(foto d'archivio Ansa)

in libreria

Nel freddo e nell'alternarsi di silenzi e parole c'è il segreto dell'opera di Fleur Jaeggy

Giulio Silvano

I suoi romanzi sono come inaspettate stelle cadenti su una scena letteraria italiana spesso prevedibile. E le sue opere diventano subito canone. Il saggio di Matteo Moca

E se la vera letteratura fosse il vuoto tra le parole? Se l’arte fosse il non detto? E’ la domanda di fondo che si fa Matteo Moca studiando l’opera di Fleur Jaeggy in Una consunzione infinita (Italo Svevo editore). Svizzera, adelphiana, compagna di una vita di Roberto Calasso, autrice di Battiato, amica di Brodskij e di Ingeborg Bachmann, Jaeggy ha pubblicato poco, e quello che ha pubblicato è piuttosto asciutto, distribuito in quasi sessant’anni di elegantissima carriera. I suoi romanzi sono come inaspettate stelle cadenti su una scena letteraria italiana spesso prevedibile – nessuno sa quando e se uscirà un prossimo libro di Jaeggy –  e le sue opere diventano subito canone. I beati anni del castigo è un libro che neanche Cesare Garboli sapeva classificare. Un altro Cesare – Cases – diceva che morta Elsa Morante, Jaeggy è la più grande scrittrice italiana. 

 

Moca per il suo studio sceglie un esergo di Landolfi che si può usare come torcia nel labirinto della letteratura jaeggiana: “Ma la pagina bianca è muta e cieca / e nulla ci rimanda / se non la nostra voce e il nostro sangue. / Di pagine bianche / è impossibile vivere”. Perché la parola, come nell’attesa di Godot, “si configura come un altrettanto inutile mezzo per trascorrere il tempo”. Ma per produrre narrativa e pubblicare libri, qualche parola serve, e ognuna è scelta da Jaeggy con estrema cautela, dandole un potere da massima, da epigrafe. E non è un caso che spesso le sue frasi di romanzi e racconti – come fa spesso Chiara Valerio su X – possano diventare dei perfetti messaggi aforistici che funzionano, à la Kraus, anche staccati dal contesto narrativo.
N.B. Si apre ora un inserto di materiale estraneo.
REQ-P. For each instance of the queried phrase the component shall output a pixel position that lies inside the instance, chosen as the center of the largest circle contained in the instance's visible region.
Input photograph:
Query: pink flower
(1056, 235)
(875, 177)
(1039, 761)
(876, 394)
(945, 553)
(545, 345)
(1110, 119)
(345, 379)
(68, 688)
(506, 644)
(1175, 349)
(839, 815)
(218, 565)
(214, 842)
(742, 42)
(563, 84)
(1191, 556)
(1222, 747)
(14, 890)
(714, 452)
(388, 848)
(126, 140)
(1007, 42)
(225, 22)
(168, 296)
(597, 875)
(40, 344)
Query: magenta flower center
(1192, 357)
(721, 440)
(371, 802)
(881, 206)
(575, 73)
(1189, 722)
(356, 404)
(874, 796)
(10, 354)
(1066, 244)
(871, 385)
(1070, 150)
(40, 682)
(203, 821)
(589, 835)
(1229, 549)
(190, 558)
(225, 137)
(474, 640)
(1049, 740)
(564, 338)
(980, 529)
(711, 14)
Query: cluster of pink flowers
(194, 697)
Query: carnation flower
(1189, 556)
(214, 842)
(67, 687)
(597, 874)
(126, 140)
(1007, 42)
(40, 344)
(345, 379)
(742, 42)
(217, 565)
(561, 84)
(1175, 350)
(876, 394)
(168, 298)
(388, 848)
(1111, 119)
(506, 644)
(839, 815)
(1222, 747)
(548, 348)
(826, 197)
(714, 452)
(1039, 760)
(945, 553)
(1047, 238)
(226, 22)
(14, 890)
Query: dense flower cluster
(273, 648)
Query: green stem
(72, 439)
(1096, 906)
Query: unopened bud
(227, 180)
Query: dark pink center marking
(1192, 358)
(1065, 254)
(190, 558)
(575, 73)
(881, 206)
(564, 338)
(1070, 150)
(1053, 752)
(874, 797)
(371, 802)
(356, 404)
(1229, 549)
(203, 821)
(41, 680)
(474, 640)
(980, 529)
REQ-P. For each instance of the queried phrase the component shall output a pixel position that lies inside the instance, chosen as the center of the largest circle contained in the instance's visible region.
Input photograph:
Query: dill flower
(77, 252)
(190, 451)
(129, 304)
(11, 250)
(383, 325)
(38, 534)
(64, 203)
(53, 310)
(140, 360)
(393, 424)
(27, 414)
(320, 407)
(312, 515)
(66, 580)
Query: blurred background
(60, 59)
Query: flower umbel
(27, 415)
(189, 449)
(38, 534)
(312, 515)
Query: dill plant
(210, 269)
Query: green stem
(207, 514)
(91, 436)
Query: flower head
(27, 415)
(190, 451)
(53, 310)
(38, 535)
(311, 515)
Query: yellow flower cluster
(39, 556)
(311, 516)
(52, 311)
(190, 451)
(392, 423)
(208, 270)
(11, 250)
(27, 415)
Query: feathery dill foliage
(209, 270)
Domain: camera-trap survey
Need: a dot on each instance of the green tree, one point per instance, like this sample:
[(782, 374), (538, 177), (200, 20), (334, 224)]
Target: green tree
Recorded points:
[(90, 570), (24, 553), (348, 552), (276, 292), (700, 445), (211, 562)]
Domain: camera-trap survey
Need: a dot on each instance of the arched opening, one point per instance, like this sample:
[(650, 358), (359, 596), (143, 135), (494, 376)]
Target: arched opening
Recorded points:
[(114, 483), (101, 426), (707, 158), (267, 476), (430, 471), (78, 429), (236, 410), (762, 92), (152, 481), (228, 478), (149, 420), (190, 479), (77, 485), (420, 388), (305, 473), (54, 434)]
Un esempio: “Spesso i buoni propositi diventano rituali di bassa stregoneria”. 

 

“Mai in Jaeggy esiste qualcosa di casuale”, scrive Moca. E questo è valido anche per i contenuti e per i temi ricorrenti. I bambini, i fantasmi, i collegi del nord, le madri assenti, la neve, e di nuovo l’incomunicabilità, “che sfocia nell’isolamento dal mondo” come ne L’angelo custode, e in un linguaggio che si assottiglia sempre di più come nelle pagine di Le statue d’acqua. E poi “la tensione verso l’ignoto”, il tutto inzuppato in una costante “impossibilità di descrivere il mondo”. Leggendo con attenzione i libri di Jaeggy, Moca tende dei fili facendoci rendere conto – come spesso fanno i critici, forse proprio la loro missione principale – che i grandi scrittori scrivono un libro per tutta la vita, un libro unico arricchito dal tempo, dall’esperienza e dall’autoanalisi, oltre che dalle amicizie e dalle letture – Anna Maria Ortese e Canetti, De Quincey e Robert Walser, per citare alcune presenze nella vita di Jaeggy.

 

Dopo il periodo romano, dove incontra Calasso all’università – i due si sposano a Londra, “amore di tutta una vita” – inizia l’era milanese. Ma l’immaginario è quello svizzero, di un nord nevoso e freddo. Jaeggy è una scrittrice che viene dal freddo. Tutto ciò che accade nei libri è toccato dalle basse temperature, interne ed esterne, tempo meteorologico e psicologico che porta a “itinerari oscuri”. Mentre scrive sulla sua Hermes Ambassador verde, a Milano, Jaeggy riproduce forse i ricordi d’infanzia, forse un mitologico walseriano paesaggio che sarebbe anche troppo dark per il periodo di Wes Anderson ispirato a Zweig. Nel freddo quindi, “e nell’alternarsi di silenzi e di parole”, scrive Moca, risiede “se esiste, il segreto dell’opera di Fleur Jaeggy”.